Выпалив это, Сашка невинно смотрел на математичку. Класс, затаив дыхание, ждал, что скажет учительница. Тишина была настолько напряжённой, что, казалось, ещё немного, и всё взлетит на воздух. Дунаев же будто не замечал этого:
– Вообще-то, Маргарита Генриховна, с вами любой растеряется, не только человек с тонкой душевной организацией, – проникновенно закончил он.

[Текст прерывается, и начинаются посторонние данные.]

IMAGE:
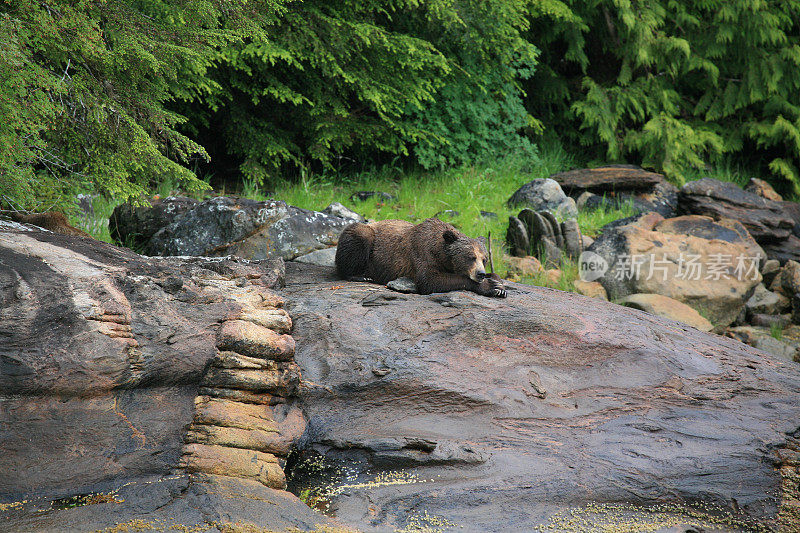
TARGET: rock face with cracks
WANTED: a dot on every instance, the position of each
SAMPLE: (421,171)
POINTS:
(495,414)
(142,392)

– Всё сказал? – щёки Маргариты багровели. Глаза метали громы и молнии, – Это кто тут такой растерянный? Это кто тут личность с тонкой душевной организацией? Ты, что ли, Дунаев?
От всегдашней иронии ничего не осталось. В голосе зазвучал металл.
– И растерялся, по-видимому, тоже ты, Дунаев? Что- то я не вижу этого, судя по твоему неожиданному красноречию, – Маргарита криво усмехалась.
– Или, может, растерялась она? – тут математичка посмотрела в мою сторону, – поверь мне, как опытному учителю. Эта – не растеряется! Через вас, дураков, потом перешагнёт, вспомните мои слова!
Маргарита Генриховна отвернулась к доске, чтобы скрыть досаду и писала тему урока. Но, видимо, что-то задело её за живое, и она задушевно проговорила:
– Да, кстати, про Пушкина, – Маргарита с ледяной улыбкой осмотрела весь класс, – вам известно, что жизнь свою Александр Сергеевич закончил не так, чтобы очень удачно?
Воздух в классе сгустился. Повисло напряжение…
– Он и в картишки проигрывался, и приданое Натальи Николаевны промотал до копейки. Хотя, бесспорно, был гением.
Тут класс вздохнул. Напряжение нарастало.
– Да-да, об этом ещё Вересаев писал. Общеизвестный факт, между прочим. И шаль, которую подарили Наталье Николаевне Гончаровой на свадьбу, ушла за уплату долга поэта. А шаль необыкновенная была, привезена из Ирана, выткана золотом вручную, редкая шаль, -мечтательно продолжала Маргарита, будто наслаждалась, рассказывая, даже глаза прикрыла, -Плакала потом Наталья Николаевна горько, да что поделаешь? – учительница будто не обращала внимания ни на подозрительно возникший шум, ни на возмущение класса, ни на отдельные недовольные реплики.
– И погиб Пушкин тоже из-за глупой ревности. И семью без средств к существованию оставил! С долгами! Суровая правда жизни, ничего не поделаешь! Ты должен понимать, как это тяжело, Дунаев? – голос математички торжествовал.